TheBanffie · 21/07/2024 21:24

noblegiraffe · 21/07/2024 12:20

You haven't looked at the child poverty figures? You merely want to punish parents rather than support them?

A quick look online gives Eurostat figures - on average 25% of children in the EU being 'at risk of poverty or social exclusion' (their term) vs Scottish Gov figures of 24% of children in Scotland 'living in poverty'. I've no idea if the definitions are equivalent or not but rates look at least similar if not worse in major EU countries like France, Germany & Spain.

s://ec.europa.eu/eurostat

data.gov.scot/poverty/#Children

sadabouti · 21/07/2024 21:50

@cansu I'm glad your dd is in a setting that works. I'm not saying there should be no specialist schools. I'm saying that use of suspension and PEX isn't the way do it. My son has adhd, asd and the dreaded pda profile. He is however managing well at his second mainstream primary with a 1-2-1 and the turnaround has been remarkable.

His original HT never wanted him. Didn't really want any kids with SEND. Had form for constantly suggesting to parents that a different setting would be better. Set a poor leadership example and basically bullied parents (not just us).

She was convinced she was always right. And it becomes a self fulfilling prophecy. The environment created an us and them culture between the children, anxiety and stress for my son and, frequent distressed behaviour from his treatment (like a criminal to be managed).

And then the HT sees that as evidence of her position.

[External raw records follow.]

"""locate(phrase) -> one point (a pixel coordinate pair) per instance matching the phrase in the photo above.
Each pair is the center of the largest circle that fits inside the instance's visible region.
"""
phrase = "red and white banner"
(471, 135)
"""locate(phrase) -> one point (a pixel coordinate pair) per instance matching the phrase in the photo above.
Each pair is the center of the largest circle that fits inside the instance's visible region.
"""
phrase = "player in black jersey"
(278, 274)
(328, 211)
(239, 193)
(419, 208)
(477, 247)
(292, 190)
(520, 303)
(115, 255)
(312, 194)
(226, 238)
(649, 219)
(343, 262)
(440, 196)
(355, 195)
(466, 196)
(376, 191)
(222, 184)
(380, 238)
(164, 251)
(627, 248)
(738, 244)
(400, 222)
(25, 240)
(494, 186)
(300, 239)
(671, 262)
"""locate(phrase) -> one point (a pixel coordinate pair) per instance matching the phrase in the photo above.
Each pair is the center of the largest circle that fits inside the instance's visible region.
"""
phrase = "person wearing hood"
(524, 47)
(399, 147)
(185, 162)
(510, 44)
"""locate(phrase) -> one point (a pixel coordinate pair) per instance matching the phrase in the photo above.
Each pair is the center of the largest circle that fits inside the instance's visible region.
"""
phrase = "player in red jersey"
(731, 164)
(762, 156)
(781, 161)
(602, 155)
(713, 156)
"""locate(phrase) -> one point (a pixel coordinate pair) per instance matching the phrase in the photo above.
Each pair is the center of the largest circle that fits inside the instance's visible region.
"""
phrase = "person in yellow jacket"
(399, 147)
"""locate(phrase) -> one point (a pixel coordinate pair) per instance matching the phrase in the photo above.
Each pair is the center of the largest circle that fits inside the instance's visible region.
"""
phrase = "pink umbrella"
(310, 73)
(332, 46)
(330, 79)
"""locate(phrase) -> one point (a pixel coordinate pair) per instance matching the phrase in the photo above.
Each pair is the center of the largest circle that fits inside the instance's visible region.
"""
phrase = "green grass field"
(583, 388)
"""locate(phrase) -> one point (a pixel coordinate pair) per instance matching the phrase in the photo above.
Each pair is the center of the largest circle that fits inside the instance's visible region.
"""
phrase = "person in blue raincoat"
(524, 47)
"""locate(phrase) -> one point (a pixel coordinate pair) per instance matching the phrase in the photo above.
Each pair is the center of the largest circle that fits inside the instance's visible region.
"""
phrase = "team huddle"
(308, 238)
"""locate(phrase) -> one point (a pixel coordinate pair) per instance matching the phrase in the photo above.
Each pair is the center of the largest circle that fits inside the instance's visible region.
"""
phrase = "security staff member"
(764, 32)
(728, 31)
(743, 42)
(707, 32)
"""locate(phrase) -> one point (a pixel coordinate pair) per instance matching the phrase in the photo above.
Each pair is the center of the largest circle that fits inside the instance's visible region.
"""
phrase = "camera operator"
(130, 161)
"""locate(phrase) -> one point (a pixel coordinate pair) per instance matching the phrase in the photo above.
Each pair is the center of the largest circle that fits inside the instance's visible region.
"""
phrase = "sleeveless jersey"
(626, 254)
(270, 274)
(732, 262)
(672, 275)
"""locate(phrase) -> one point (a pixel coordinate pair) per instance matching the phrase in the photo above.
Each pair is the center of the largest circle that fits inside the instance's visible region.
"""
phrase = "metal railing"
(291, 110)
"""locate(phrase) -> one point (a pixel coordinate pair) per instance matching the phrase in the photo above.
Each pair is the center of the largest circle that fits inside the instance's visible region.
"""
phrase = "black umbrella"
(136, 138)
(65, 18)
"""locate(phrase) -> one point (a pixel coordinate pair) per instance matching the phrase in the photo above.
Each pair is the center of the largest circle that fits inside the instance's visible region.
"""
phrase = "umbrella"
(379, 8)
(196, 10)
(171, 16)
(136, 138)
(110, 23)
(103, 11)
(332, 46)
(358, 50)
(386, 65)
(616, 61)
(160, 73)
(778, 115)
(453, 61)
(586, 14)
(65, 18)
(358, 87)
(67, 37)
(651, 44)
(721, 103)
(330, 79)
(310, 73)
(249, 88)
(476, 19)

And she then had this power, having created that situation, to make it into a disciplinary issue, and to suspend and exclude rather than provide education.

Literally the worst experience of my adult life. I hadn't really understood discrimination until it happened. It was the powerlessness and the capriciousness of the decisions.

It has to end because the practice of using exclusion to manage SEND belongs in the dark ages.